Aklıselimle ve sükûnet içerisinde terör meselesinin teşhisinde kimse ağzındaki
baklayı çıkarıp gerçeği söyleyemedi. Doğrunun etrafında dolaştık durduk.
Neticede bugünlere gelindi...
Cumhuriyetin
kuruluş yıllarında bölge insanımıza, yani Kürt vatandaşlarımıza karşı hatalı
politikalar uygulandı. Yapılan bu hatalar neticesi değişik taleplerle zaman
zaman bölge halkı isyanlara kalkıştı. Bu kalkışmalar, ne yazık ki bilinen
yöntem olan kanlı bastırıldı. Bu yöntemler sonucu bir müddet korkuya dayalı
sükûnet sağlanmışsa da kalıcı olmadı.
1984 yılı
Eruh baskınıyla PKK terörü organize şekliyle ilk saldırını başlattı. Bölge
halkı yıllarca PKK'ya sempatiyle bakmadı. Çünkü onların da canı ve malı gitti.

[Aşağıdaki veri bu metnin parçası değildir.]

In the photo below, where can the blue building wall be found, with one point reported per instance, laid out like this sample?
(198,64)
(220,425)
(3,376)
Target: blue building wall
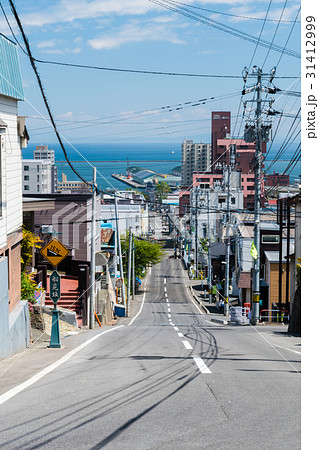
(4,308)
(14,327)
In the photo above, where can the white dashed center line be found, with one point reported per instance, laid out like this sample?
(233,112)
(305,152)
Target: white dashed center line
(187,345)
(201,365)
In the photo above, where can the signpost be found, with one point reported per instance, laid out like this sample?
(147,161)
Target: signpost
(55,252)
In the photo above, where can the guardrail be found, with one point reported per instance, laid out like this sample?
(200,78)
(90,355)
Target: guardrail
(274,315)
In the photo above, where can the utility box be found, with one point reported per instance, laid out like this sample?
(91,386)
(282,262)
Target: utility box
(119,310)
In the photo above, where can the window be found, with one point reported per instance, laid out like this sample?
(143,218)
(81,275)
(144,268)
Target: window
(270,239)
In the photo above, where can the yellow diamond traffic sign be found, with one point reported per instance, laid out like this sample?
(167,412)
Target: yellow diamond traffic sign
(54,252)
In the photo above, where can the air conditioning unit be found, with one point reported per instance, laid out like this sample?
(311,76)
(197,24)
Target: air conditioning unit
(47,229)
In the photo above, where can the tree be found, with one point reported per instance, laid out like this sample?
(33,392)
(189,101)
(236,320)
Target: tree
(146,253)
(295,319)
(28,285)
(162,189)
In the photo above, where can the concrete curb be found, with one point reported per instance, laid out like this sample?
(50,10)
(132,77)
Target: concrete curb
(224,321)
(198,300)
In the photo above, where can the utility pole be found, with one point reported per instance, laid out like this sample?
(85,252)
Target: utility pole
(119,248)
(226,286)
(133,270)
(129,271)
(256,270)
(196,231)
(232,163)
(258,133)
(92,265)
(210,283)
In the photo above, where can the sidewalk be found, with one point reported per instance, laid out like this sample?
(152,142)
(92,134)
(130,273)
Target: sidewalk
(21,366)
(203,301)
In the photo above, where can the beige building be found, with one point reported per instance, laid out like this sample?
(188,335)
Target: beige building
(68,186)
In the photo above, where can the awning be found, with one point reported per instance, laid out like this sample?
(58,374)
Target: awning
(244,280)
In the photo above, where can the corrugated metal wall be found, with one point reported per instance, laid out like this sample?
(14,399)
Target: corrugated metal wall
(10,75)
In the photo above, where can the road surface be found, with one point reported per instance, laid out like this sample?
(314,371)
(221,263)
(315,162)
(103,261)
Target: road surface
(168,378)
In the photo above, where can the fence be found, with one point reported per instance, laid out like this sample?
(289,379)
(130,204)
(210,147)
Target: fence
(274,315)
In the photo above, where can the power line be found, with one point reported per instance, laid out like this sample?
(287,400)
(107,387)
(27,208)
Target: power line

Köyleri evleri, evlatları, ekinleri, ahırları malları yakıldı. Kahpe kurşunlar
adres sormadı. Türk-Kürt, yaşlı-genç ana-baba, dede-nine ve hamile kadınlar ya
kucaklarında ya gövdelerinde bebekleriyle katledildiler. Öcalan bebek katili
diye şöhret buldu...
Erdoğan
başkanlığındaki AK Parti hükümeti bu böyle gitmez, gitmemeli diyerek bir yandan
terörle silahlı mücadeleyi sürdürürken diğer yandan terörün nedenleri üzerinde
alternatif çalışmalar yaptı. Devletin ilgili birimleriyle yıllarca etrafında
dolaşılan hakikatin içine risk alarak daldı. Tabuları yıktı.
Habur ve
Oslo aksamaları, Paris cinayeti, çaycı-çorbacı tarafından sızdırılan İmralı
tutanak şoku atlatılarak devam eden İmralı ile dördüncü tur görüşme seferleri,
İmralı-Kandil mektuplaşmaları, Öcalan'ın doğum günü kutlamaları ve okunan
mektuplar. Bunlar hep yukarıda bahsettiğim asla dokunulamaz olan cısss
konulardı. AK Parti bunlara dokundu ve elini yaksa da kucağına aldı
götürüyor.
AK Parti,
önerilen ve bir haftadır tartışılan Âkil İnsanları isimlendirdi ve komisyonu
topladı. Bu insanların çalışma programları, bölgeleri ve çalışma süreleri
tespit edildi. Yani görev tanımları yapıldı.
Listeye
giren ve giremeyen tartışmalarına kulak asmamalı... Bu isimler, damgalanmaktan
asla çekinmemeli. Bundan sonra bunlar, süreci desteklemeyenler tarafından AK
Partili olarak damgalanacaklardır. Yandaş denilecek ve yazılacaktır. Sürece
katkınız olacaksa bu tenkitlere aldırmayın. Yazılana-çizilene değil işinize
bakın derim.
Memleketimiz
bölünüyor endişesiyle sürece karşı çıkanlar da, kanın durması, huzurun gelmesi
için süreci destekleyenler de bizim insanımızdır. Akıl satma yerine herkese
hoşgörülü ve makul davranılmalı... Hele şehit aileleri ve bedeninin pek çok
uzvunu kaybetmiş, ömrü o halde geçecek gazilerin yerine kendimizi koymalıyız.
Süreç;
PKK'nın silahları bırakarak Türkiye'yi terk etmesi konusunda tıkanıyor.
Öcalan'ın, yeni bir mektup hazırladığını Demirtaş açıkladı. Bakalım Öcalan
yıllarca ellerine silah verdiği militanlarına silahları toprağa gömdürebilecek
mi?
Devlet
Öcalan'a makul davranıyor. Âkiller de çalışmalarında makul olmalı.